The test is quite quick and simple to carry out and needs no technical apparatus. The sensitivity is 90-95% for parasitaemia of more than 100 parasites/µl. Low parasitaemia is thus often missed. The test remains positive so long as there is still antigen in the blood (that is even if the parasites have already disappeared due to adequate therapy). The ICT Malaria Pf® test can only detect P. falciparum. The presence of rheumatoid factor may lead to a false positive result (a problem with Parasight®). P. vivax does not cause cross reactivity. The chief problem, however, is the high price. A curiosity: using Parasight® malaria antigen was found in Egyptian mummies, which is an argument for the presence of this infection in antiquity.

An antigen detection test has also been developed for P. vivax. Using the latter test both P. falciparum and P. vivax can be detected, as well as mixed infections, on the same paper strip (ICT Malaria P.f/P.v®). The result is the presence of one or more horizontal stripes on the strip (as with a urine dipstick). In mixed infections the presence of P. vivax may not be discovered. In view of the simplicity of the test, this technique should in future be of benefit to frequent travellers in isolated tropical regions. It should be noted that these tests do not produce any quantitative information (including no parasitaemia). This is important in regions where chronic carriers are common.

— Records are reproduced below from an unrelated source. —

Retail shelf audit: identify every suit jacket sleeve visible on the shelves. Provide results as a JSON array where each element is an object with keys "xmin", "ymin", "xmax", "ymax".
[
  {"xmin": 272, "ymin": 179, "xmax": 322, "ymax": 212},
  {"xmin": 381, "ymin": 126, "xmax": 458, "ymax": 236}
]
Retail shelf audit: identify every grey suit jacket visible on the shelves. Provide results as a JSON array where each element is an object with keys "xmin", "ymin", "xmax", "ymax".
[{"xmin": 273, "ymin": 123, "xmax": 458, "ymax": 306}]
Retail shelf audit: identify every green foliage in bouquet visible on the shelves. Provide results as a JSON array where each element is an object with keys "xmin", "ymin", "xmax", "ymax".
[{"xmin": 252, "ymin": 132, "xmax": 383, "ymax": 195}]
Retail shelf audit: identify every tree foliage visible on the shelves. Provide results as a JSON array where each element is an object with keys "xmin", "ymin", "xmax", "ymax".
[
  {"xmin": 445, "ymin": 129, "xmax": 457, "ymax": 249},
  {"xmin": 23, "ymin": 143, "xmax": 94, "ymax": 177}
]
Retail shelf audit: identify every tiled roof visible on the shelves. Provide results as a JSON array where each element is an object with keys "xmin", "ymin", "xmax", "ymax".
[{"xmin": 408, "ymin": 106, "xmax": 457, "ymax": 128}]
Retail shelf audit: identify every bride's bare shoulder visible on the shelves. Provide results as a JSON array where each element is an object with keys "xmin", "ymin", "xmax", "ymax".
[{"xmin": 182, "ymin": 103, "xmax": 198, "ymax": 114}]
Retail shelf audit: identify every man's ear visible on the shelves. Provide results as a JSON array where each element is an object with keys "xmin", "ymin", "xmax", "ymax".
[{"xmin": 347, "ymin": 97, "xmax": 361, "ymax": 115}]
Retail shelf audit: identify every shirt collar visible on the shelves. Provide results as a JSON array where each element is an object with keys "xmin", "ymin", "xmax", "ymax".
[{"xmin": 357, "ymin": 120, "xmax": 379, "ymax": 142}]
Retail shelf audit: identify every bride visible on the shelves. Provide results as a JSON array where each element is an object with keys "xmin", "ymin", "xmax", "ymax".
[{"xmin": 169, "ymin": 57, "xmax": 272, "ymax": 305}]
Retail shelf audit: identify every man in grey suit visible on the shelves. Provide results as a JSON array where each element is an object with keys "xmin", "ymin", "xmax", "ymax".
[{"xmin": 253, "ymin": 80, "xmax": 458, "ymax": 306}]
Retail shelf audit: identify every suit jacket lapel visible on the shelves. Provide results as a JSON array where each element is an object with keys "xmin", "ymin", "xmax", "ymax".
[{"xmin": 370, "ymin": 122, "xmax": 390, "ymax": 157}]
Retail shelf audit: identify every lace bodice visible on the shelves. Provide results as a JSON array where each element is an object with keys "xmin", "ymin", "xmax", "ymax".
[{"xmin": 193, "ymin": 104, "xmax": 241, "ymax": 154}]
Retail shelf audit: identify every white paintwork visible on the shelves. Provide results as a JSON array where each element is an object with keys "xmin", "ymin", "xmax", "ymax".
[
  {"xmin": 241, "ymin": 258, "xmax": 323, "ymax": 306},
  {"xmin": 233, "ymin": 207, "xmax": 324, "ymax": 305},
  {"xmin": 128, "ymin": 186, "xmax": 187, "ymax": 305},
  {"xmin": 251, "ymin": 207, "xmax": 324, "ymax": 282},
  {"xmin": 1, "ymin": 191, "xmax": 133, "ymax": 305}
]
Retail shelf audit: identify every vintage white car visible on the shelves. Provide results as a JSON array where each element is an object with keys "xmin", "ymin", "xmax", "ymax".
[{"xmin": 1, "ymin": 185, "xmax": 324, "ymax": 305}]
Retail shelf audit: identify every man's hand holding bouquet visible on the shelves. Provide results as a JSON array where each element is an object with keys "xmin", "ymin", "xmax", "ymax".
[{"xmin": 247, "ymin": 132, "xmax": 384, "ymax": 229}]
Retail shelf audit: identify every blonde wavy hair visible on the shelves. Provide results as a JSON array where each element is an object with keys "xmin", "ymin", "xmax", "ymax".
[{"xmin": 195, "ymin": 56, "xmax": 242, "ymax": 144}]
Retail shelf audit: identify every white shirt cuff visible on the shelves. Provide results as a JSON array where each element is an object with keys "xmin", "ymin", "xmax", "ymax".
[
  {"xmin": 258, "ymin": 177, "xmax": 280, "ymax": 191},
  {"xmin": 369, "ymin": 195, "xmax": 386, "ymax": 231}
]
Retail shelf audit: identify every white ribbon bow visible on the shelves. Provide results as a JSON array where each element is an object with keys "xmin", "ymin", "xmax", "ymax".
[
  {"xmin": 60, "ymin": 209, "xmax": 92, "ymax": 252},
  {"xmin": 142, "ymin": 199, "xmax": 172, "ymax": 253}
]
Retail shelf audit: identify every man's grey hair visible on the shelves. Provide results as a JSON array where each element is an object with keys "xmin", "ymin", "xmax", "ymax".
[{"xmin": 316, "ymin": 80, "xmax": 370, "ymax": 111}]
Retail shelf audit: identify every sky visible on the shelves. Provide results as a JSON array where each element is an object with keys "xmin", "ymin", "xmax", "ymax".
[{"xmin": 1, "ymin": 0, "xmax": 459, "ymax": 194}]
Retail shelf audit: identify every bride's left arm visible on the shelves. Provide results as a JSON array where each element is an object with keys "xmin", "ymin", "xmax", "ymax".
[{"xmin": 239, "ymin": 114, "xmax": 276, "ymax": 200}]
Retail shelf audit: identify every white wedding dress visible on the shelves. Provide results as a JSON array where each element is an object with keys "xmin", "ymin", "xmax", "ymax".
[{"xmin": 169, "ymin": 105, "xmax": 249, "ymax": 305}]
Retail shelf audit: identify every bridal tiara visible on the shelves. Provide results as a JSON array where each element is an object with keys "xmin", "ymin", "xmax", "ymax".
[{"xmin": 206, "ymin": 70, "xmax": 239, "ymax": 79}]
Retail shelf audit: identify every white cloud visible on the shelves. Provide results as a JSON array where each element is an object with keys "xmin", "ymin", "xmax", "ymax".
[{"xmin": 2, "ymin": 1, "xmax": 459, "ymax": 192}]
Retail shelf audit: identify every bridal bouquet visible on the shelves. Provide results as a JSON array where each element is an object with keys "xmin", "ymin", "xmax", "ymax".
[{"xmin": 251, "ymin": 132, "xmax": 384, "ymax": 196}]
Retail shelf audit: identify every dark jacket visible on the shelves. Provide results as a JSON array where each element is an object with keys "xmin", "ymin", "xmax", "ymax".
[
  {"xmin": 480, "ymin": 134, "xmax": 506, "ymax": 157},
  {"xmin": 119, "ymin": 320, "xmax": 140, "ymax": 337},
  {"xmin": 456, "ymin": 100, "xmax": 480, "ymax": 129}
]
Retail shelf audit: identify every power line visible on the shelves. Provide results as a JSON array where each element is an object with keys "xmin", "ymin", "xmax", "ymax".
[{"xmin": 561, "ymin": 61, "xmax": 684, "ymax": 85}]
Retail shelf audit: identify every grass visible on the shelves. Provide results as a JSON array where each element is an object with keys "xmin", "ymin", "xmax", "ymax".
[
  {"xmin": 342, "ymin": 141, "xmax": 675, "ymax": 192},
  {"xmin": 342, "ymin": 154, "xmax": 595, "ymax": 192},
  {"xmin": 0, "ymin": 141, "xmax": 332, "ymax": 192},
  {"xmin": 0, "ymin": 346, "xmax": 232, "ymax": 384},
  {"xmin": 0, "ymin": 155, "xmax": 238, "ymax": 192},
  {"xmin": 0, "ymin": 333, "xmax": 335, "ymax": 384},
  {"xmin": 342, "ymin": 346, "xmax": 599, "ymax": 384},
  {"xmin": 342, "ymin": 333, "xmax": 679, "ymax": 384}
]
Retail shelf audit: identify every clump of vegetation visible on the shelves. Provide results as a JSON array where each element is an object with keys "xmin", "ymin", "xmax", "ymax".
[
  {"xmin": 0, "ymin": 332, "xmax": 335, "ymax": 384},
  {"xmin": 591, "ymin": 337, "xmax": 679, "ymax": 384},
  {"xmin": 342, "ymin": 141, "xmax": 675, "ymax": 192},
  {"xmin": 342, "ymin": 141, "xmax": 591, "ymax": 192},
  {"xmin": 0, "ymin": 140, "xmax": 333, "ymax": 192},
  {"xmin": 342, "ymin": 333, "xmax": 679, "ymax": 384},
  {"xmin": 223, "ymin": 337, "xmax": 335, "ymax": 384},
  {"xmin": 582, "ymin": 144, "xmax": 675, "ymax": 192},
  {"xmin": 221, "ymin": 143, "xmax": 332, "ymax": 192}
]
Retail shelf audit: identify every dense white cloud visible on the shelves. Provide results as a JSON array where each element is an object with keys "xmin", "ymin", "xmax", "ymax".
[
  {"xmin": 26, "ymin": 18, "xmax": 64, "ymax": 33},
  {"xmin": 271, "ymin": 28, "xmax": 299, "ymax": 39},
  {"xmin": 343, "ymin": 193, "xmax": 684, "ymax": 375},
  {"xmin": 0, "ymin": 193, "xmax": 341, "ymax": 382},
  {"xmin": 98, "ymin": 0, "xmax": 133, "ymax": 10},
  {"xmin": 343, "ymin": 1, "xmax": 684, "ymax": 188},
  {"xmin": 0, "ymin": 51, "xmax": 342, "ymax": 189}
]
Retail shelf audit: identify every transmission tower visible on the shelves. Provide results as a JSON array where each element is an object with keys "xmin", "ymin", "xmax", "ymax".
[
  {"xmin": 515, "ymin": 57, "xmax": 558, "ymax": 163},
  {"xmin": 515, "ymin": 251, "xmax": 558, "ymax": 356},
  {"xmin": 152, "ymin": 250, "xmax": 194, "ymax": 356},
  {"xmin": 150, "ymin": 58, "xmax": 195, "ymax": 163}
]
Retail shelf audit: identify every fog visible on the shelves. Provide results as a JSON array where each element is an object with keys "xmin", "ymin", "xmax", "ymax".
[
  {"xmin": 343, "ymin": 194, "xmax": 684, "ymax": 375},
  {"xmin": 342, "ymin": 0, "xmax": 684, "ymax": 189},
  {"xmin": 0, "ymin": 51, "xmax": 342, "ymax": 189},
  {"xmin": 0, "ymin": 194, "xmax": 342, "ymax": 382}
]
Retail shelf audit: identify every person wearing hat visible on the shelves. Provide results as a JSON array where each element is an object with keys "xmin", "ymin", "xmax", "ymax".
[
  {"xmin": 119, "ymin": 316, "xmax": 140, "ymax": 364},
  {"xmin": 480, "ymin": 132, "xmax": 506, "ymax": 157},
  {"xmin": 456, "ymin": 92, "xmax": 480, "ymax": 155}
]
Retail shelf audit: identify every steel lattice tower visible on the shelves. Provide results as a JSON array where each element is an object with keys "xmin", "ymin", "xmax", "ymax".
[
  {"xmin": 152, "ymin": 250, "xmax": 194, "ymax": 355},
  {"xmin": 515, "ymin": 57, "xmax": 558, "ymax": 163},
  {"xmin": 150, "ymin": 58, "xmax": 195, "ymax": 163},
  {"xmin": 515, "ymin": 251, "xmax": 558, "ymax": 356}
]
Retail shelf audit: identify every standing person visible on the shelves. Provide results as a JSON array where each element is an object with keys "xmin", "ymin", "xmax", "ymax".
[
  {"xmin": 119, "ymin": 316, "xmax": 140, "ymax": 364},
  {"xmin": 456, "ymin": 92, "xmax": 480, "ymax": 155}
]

The test "OptiMAL" is based on the detection of parasitic lactate dehydrogenase (pLDH). This quick test (10 minutes) consists of a dipstick coated with monoclonal antibodies to pLDH. Differentiation of the parasite species is based on antigenic differences between various pLDH isoforms. The pLDH is only produced by live parasites (also by gametocytes). The specificity and sensitivity of the test varies from study to study. The test may be positive due to the presence of circulating gametocytes when these people have been clinically cured and no longer have trophozoites or schizonts.

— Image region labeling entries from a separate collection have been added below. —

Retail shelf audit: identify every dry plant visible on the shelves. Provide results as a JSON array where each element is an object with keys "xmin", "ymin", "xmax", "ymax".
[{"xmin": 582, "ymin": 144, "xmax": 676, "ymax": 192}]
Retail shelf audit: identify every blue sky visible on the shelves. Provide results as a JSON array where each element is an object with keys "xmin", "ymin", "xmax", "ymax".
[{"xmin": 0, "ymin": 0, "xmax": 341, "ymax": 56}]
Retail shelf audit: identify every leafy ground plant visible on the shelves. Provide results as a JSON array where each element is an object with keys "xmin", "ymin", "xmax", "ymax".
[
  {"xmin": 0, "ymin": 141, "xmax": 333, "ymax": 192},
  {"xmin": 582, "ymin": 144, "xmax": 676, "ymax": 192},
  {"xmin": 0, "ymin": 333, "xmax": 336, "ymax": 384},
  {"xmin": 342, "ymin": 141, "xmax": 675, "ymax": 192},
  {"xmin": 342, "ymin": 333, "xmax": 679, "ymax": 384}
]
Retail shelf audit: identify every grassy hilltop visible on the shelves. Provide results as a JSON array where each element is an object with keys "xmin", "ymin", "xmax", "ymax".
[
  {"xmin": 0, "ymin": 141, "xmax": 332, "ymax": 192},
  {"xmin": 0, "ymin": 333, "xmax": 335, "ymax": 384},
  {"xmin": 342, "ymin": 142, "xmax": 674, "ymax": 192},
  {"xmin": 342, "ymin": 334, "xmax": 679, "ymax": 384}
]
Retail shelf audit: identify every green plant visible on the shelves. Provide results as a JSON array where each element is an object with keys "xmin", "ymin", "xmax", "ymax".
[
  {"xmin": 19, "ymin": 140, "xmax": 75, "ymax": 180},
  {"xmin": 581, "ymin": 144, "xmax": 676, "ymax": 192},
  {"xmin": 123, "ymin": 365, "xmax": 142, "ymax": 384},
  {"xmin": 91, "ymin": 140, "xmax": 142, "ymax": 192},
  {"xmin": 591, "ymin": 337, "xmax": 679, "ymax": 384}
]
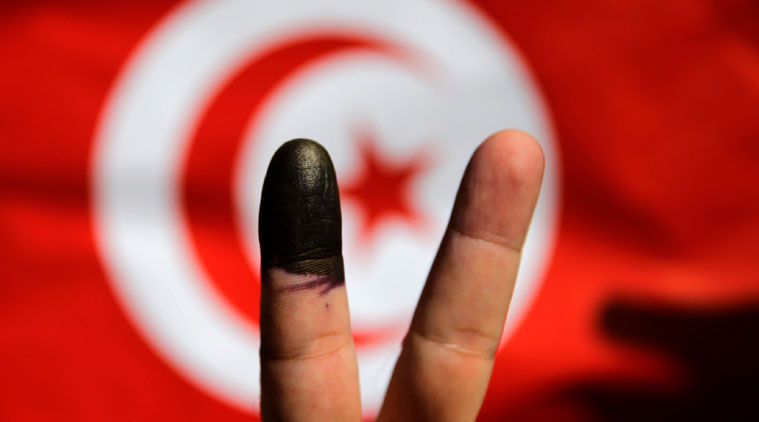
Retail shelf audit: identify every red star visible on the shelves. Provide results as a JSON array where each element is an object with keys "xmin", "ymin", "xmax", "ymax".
[{"xmin": 340, "ymin": 132, "xmax": 426, "ymax": 241}]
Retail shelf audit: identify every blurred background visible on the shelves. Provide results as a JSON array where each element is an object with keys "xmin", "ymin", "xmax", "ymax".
[{"xmin": 0, "ymin": 0, "xmax": 759, "ymax": 421}]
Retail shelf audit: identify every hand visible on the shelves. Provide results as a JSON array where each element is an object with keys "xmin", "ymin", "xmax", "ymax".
[{"xmin": 259, "ymin": 131, "xmax": 544, "ymax": 422}]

Serology can only be carried out in reference hospitals and is of no importance for the individual diagnosis in acute fever. The antibodies are positive from the tenth day, so at the beginning of the attack they will be negative. The presence of antibodies only shows that there has been contact with the parasite. This does not mean that there is sufficient immunity. There will be high titres of antibodies in the tropical hyperreactive splenomegaly syndrome. Malaria type IgG antibodies penetrate the placenta and will give the neonate temporary and partial protection against malaria during the first months of life. Antibodies after infection remain positive for a longer time.

Signs of haemolysis include yellow serum, dark urine while faeces have a normal colour, high LDH and low haptaglobin. Often there is also thrombocytopenia. Sometimes there is malaria pigment in white blood cells. The percentage of neutrophils containing malaria pigment is a measure of the severity of the situation (e.g. more than 15% is a high percentage). Monocytes which contain malaria pigment have little clinical prognostic value.

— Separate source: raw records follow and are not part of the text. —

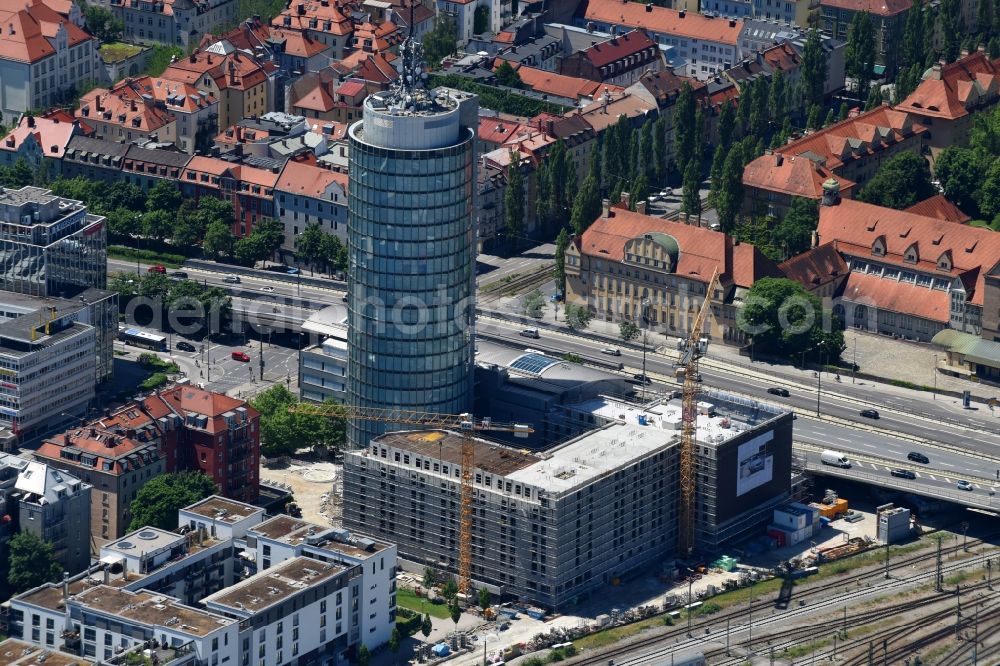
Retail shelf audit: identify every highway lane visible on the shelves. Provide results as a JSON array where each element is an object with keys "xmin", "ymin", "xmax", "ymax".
[{"xmin": 477, "ymin": 317, "xmax": 1000, "ymax": 448}]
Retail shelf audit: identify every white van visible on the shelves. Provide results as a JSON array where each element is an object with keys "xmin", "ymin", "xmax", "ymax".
[{"xmin": 819, "ymin": 450, "xmax": 851, "ymax": 469}]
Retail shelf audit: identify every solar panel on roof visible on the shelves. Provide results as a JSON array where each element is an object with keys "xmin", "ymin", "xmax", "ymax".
[{"xmin": 510, "ymin": 354, "xmax": 559, "ymax": 375}]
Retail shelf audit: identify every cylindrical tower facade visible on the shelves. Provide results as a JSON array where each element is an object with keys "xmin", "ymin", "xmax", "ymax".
[{"xmin": 347, "ymin": 89, "xmax": 476, "ymax": 447}]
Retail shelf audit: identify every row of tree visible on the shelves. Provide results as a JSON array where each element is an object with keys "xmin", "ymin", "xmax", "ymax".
[{"xmin": 250, "ymin": 384, "xmax": 346, "ymax": 457}]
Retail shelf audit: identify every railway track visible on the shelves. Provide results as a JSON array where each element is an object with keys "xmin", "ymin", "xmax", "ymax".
[{"xmin": 573, "ymin": 533, "xmax": 1000, "ymax": 666}]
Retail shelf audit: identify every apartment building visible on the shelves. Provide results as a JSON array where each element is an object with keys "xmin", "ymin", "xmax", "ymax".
[
  {"xmin": 0, "ymin": 186, "xmax": 108, "ymax": 297},
  {"xmin": 160, "ymin": 42, "xmax": 277, "ymax": 127},
  {"xmin": 743, "ymin": 106, "xmax": 929, "ymax": 210},
  {"xmin": 578, "ymin": 2, "xmax": 743, "ymax": 81},
  {"xmin": 143, "ymin": 385, "xmax": 260, "ymax": 502},
  {"xmin": 76, "ymin": 76, "xmax": 219, "ymax": 154},
  {"xmin": 566, "ymin": 198, "xmax": 781, "ymax": 342},
  {"xmin": 896, "ymin": 50, "xmax": 1000, "ymax": 157},
  {"xmin": 7, "ymin": 497, "xmax": 396, "ymax": 666},
  {"xmin": 819, "ymin": 0, "xmax": 913, "ymax": 81},
  {"xmin": 0, "ymin": 0, "xmax": 98, "ymax": 125},
  {"xmin": 559, "ymin": 30, "xmax": 664, "ymax": 87},
  {"xmin": 274, "ymin": 160, "xmax": 347, "ymax": 255},
  {"xmin": 108, "ymin": 0, "xmax": 239, "ymax": 49},
  {"xmin": 179, "ymin": 156, "xmax": 279, "ymax": 238},
  {"xmin": 7, "ymin": 462, "xmax": 92, "ymax": 574},
  {"xmin": 34, "ymin": 425, "xmax": 167, "ymax": 554}
]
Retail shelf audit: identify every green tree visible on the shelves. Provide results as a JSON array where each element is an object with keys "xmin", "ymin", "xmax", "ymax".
[
  {"xmin": 295, "ymin": 224, "xmax": 326, "ymax": 273},
  {"xmin": 772, "ymin": 197, "xmax": 819, "ymax": 259},
  {"xmin": 555, "ymin": 227, "xmax": 569, "ymax": 294},
  {"xmin": 7, "ymin": 531, "xmax": 63, "ymax": 593},
  {"xmin": 521, "ymin": 288, "xmax": 545, "ymax": 319},
  {"xmin": 494, "ymin": 60, "xmax": 524, "ymax": 88},
  {"xmin": 565, "ymin": 303, "xmax": 590, "ymax": 331},
  {"xmin": 83, "ymin": 5, "xmax": 125, "ymax": 44},
  {"xmin": 629, "ymin": 173, "xmax": 649, "ymax": 211},
  {"xmin": 386, "ymin": 625, "xmax": 400, "ymax": 662},
  {"xmin": 844, "ymin": 12, "xmax": 875, "ymax": 99},
  {"xmin": 142, "ymin": 209, "xmax": 176, "ymax": 241},
  {"xmin": 737, "ymin": 278, "xmax": 844, "ymax": 363},
  {"xmin": 423, "ymin": 13, "xmax": 458, "ymax": 68},
  {"xmin": 570, "ymin": 176, "xmax": 602, "ymax": 236},
  {"xmin": 472, "ymin": 5, "xmax": 490, "ymax": 35},
  {"xmin": 618, "ymin": 321, "xmax": 639, "ymax": 342},
  {"xmin": 934, "ymin": 146, "xmax": 986, "ymax": 217},
  {"xmin": 420, "ymin": 613, "xmax": 434, "ymax": 638},
  {"xmin": 682, "ymin": 160, "xmax": 701, "ymax": 226},
  {"xmin": 857, "ymin": 152, "xmax": 937, "ymax": 210},
  {"xmin": 802, "ymin": 28, "xmax": 827, "ymax": 107},
  {"xmin": 715, "ymin": 145, "xmax": 744, "ymax": 233},
  {"xmin": 503, "ymin": 150, "xmax": 524, "ymax": 248},
  {"xmin": 129, "ymin": 472, "xmax": 216, "ymax": 531},
  {"xmin": 202, "ymin": 220, "xmax": 236, "ymax": 259},
  {"xmin": 146, "ymin": 180, "xmax": 183, "ymax": 215},
  {"xmin": 674, "ymin": 81, "xmax": 698, "ymax": 173}
]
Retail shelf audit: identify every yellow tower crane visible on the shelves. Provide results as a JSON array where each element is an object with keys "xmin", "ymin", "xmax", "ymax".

In endemic regions fever, muscle pain, or even generally feeling unwell are often attributed to "malaria". An anti-malaria treatment is then instituted, without obtaining confirmation of the diagnosis or often even without considering alternative diseases. The argument given is that such a treatment can do no harm, that the diagnosis of malaria is always probable because the disease is common, and that this is a good strategy for first-line care. Each of these arguments can be defended to a certain extent, but in this way often useless and sometimes expensive treatments with potential side effects are administered. Not recognising and treating other diseases (borreliosis, rickettsiosis, kidney infections, amoebic liver abscess, pneumonia, septicaemia and so on) is a daily reality in many tropical regions. The over-diagnosis of malaria often leads to under-diagnosis of other treatable disorders. It is sometimes stated that fever which does not disappear after three days adequate therapy, is not malaria. The problem with this attitude is of course "adequate": the problem of drug-resistant malaria and malaria accompanied by complications (e.g. septicaemia).